Same methods, same style, even the faces are quite often familiar. What is new today is only their newspeak: "cultural diversity,” "political correctness,” "reproductive rights.” You name it. Yet, totalitarian essence of the new ideology is quite evident together with its indispensible instruments: repressions, propaganda, censorship. We are witnessing today a massive assault on the very foundations of our civilization, openly targetted as a culture of "dead white Europeans,” which, if successful, will return us to the Middle Ages. Or even worse: at least at that547 time William Shakespeare was quite free to write and stage his plays. Today, most of his works would have been banned as ‘ politically incorrect. "Othello" as racist, "Taming of the Shrew" as sexist, and even "Romeo and Juliet" - in the words of one very progressive British teacher who refused to bring her young charges to see it - as a "blatantly heterosexual show.”
Sadly, we did not use the golden opportunity the death of communism has offered us: we did not finish them off, did not expose their crimes, did not discredit their "dreams" and, above all, did not learn to resist this modern plague. Being incurable believers in appeasement, we twist our tunges and mutilate our speech by trying to pronounce: "he-she-it,” "Mizzz, Misss,” “vertically challenged,” "ozone friendly.” But even if we manage to be green, blue and color-blind, all at once, we still will not buy peace and live happily ever after, because they care about their "minorities" no more that the communists cared about proletarians. Those are just vehicles for attaining ultimate power to dictate, to control, to destroy our inner self, known some old obscure writings as human soul. And, sad as it may be, we have to admit, that all our efforts and sacrifices have turned out to be meaningless. In the final analysis, Man appeared unworthy of the freedom granted to him, and in the crucial time of trial has found neither courage, nor sense of honour to rise to the task. As a result, we did not become better, wiser, purer, while the trial itself had no more meaning than a gigantic earthquake which swallowed hundreds of millions.

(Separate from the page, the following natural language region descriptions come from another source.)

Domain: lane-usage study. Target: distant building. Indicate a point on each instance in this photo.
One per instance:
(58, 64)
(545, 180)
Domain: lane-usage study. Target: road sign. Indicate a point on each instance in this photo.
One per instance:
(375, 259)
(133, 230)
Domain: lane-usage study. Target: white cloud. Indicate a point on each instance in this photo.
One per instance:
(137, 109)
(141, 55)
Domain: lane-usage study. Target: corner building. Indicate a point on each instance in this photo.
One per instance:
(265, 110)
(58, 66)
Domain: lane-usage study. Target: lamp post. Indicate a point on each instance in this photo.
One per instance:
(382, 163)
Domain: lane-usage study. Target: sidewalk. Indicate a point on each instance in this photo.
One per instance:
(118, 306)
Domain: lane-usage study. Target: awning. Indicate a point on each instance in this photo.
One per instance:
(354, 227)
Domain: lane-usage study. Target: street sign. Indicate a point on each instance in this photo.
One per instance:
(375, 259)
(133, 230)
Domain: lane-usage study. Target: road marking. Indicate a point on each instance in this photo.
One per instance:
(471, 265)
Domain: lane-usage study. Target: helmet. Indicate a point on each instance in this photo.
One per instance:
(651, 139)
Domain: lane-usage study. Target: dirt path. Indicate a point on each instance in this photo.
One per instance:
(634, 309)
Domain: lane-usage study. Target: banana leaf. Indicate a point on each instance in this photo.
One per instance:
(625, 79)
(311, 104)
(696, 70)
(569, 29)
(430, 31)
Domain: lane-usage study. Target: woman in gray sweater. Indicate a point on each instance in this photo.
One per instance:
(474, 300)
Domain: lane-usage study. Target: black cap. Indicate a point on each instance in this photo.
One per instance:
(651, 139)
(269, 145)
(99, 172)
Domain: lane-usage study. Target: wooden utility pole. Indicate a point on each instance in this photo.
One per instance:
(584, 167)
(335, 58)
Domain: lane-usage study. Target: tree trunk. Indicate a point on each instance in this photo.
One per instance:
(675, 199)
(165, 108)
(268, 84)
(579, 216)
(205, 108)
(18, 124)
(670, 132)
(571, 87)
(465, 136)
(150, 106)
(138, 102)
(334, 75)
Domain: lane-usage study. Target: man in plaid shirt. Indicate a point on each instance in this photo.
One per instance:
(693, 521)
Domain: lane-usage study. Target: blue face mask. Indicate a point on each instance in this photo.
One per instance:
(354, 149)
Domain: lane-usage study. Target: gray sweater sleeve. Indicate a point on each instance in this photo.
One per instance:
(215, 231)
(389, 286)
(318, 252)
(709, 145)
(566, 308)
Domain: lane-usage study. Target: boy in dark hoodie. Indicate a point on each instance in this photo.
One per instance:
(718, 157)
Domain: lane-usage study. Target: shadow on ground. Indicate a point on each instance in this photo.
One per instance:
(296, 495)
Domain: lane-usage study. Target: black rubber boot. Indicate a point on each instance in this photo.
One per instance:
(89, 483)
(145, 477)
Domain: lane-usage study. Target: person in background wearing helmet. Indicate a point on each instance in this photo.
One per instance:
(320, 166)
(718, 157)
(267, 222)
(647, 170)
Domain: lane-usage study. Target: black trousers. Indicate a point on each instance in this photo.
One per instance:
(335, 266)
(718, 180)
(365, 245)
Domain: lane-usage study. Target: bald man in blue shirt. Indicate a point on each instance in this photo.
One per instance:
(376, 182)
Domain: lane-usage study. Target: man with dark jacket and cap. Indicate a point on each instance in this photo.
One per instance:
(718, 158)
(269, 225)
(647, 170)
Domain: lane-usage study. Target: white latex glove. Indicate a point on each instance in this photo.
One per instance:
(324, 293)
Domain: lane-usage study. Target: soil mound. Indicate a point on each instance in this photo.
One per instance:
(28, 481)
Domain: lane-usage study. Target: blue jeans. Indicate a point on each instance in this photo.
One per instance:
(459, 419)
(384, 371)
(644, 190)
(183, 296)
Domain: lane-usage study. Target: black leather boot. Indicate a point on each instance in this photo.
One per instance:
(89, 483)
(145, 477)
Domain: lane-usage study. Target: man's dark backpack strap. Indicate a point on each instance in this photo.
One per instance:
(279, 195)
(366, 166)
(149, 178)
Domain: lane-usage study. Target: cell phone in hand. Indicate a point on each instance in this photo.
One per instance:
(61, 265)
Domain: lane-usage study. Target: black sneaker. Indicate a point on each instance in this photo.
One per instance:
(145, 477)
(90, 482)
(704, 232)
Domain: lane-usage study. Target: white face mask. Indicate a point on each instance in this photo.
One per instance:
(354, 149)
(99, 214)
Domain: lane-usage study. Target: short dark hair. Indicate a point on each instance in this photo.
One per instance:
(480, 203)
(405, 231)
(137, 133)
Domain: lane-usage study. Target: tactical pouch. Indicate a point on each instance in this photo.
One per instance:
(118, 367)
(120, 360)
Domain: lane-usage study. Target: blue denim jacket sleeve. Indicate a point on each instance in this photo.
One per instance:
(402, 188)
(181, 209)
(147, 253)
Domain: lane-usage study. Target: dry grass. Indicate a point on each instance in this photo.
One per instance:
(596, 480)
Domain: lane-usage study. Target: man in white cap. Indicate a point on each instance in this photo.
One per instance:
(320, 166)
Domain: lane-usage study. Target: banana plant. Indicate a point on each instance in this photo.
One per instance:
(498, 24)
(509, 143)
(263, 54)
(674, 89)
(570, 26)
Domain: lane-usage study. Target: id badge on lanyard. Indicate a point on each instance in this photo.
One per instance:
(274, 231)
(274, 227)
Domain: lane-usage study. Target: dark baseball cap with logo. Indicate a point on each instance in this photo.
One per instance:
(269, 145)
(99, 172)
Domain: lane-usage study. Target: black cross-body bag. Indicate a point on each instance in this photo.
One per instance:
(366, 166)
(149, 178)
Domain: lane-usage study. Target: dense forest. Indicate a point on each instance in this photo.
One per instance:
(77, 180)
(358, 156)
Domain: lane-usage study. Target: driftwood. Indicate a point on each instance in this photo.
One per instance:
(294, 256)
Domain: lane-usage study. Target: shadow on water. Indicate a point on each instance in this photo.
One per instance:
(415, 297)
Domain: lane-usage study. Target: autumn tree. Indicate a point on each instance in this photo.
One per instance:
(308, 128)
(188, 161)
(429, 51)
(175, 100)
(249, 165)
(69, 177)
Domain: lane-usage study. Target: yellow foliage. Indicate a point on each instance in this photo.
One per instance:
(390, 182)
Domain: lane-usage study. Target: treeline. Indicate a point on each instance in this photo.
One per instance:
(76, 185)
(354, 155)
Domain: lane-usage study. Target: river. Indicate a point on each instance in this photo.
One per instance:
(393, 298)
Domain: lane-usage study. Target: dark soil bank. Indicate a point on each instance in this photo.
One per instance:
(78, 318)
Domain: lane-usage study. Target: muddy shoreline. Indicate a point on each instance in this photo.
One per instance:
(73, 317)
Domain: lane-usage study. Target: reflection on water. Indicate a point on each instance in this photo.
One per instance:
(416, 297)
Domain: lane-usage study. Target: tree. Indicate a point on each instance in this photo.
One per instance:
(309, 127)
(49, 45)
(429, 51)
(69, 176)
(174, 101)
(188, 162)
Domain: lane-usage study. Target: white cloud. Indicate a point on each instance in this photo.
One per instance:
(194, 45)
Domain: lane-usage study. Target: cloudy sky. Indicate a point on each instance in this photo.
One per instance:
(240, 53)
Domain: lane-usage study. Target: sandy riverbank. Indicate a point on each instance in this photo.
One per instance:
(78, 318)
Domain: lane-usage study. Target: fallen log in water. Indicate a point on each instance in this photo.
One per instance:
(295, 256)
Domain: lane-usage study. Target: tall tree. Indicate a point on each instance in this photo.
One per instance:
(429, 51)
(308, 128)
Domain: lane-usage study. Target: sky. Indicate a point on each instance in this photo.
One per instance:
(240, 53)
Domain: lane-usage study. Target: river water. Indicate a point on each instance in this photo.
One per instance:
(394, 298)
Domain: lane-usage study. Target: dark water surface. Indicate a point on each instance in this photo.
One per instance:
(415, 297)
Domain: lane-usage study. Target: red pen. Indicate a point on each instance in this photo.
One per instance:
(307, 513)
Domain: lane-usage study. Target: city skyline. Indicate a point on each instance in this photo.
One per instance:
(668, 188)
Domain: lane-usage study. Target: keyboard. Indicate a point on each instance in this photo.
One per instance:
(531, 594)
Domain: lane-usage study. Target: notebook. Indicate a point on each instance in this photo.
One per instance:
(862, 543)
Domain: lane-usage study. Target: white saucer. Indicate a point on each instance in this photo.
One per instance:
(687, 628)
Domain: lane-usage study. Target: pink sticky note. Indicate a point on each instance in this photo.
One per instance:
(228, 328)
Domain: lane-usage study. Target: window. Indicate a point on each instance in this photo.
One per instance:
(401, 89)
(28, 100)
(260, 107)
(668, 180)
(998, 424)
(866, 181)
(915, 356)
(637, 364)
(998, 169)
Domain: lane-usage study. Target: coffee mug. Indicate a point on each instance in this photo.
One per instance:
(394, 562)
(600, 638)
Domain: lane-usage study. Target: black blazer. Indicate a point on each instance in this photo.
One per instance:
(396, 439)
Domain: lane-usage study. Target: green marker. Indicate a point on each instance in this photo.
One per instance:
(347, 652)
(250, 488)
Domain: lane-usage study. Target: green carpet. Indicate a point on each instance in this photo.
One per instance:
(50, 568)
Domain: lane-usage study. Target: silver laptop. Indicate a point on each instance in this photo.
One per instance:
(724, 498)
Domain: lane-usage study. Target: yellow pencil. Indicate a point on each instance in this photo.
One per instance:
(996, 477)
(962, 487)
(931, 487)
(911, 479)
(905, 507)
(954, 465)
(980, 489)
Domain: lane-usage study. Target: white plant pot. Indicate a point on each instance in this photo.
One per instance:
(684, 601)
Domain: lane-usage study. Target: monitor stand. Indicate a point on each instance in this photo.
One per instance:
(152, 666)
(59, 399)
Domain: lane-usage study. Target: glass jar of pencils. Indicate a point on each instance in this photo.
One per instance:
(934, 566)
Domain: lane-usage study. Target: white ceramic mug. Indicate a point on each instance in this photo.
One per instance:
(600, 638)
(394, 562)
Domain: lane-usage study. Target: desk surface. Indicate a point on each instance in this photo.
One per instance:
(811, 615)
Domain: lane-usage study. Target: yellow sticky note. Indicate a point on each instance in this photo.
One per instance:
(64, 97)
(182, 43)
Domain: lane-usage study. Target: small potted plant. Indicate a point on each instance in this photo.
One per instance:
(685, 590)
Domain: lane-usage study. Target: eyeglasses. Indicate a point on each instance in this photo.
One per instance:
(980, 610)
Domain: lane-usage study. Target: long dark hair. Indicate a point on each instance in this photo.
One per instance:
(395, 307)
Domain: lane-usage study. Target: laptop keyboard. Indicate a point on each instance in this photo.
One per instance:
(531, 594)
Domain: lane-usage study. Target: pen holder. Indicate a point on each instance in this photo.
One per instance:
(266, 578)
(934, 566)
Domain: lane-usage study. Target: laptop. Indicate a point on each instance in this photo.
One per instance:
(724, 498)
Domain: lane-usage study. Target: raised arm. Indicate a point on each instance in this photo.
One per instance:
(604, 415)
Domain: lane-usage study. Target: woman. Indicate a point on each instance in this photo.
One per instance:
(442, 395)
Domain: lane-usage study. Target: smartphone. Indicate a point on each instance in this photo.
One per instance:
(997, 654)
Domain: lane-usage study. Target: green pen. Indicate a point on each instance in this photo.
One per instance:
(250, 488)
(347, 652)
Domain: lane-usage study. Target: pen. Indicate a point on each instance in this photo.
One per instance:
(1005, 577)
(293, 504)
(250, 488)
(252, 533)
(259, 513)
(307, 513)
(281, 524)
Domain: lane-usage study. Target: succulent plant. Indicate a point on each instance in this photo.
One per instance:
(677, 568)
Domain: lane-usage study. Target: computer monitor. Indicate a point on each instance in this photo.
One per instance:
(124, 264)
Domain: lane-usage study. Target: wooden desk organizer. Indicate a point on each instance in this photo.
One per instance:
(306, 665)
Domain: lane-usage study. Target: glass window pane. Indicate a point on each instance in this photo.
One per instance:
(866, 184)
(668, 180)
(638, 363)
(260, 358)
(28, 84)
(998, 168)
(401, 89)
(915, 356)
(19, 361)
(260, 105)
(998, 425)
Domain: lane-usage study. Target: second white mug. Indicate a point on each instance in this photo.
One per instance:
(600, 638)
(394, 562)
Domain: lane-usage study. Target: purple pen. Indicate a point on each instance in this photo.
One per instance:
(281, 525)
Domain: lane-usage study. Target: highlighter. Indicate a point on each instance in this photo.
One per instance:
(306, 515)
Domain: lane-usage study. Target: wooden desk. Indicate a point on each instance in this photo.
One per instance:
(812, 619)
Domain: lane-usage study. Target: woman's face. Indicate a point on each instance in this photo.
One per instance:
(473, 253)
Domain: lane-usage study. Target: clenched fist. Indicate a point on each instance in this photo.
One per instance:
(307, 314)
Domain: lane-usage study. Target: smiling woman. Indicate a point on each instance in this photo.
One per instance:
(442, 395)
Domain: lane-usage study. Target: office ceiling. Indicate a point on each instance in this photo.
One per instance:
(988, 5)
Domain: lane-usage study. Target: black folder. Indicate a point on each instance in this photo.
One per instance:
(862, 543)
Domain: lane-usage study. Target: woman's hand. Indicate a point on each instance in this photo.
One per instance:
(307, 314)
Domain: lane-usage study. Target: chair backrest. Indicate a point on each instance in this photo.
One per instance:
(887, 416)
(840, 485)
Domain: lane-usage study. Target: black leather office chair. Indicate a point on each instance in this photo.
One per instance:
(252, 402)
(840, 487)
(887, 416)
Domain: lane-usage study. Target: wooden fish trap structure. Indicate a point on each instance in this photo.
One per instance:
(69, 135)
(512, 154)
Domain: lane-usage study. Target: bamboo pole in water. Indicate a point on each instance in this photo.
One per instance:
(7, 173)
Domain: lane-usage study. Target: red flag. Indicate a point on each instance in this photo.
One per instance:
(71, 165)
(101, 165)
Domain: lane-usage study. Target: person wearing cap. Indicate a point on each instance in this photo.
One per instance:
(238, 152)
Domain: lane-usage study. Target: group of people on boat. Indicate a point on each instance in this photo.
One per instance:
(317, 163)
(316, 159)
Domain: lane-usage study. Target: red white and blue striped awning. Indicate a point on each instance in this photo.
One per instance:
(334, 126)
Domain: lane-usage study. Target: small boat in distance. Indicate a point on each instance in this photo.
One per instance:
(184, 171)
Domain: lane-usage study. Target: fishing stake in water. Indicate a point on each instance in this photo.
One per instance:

Well, perhaps I should not complain too much, as this is also a part of our human nature. But, through all the tribulations of my life, I carried a belief in its better part. And, although I am unlikely to see it, I still believe in an old, wise Judge, who will come one day and say:
— There is nothing on God’s earth that can justify this course of events.
All that is given to me now — is to treasure this evidence until Judgment Day.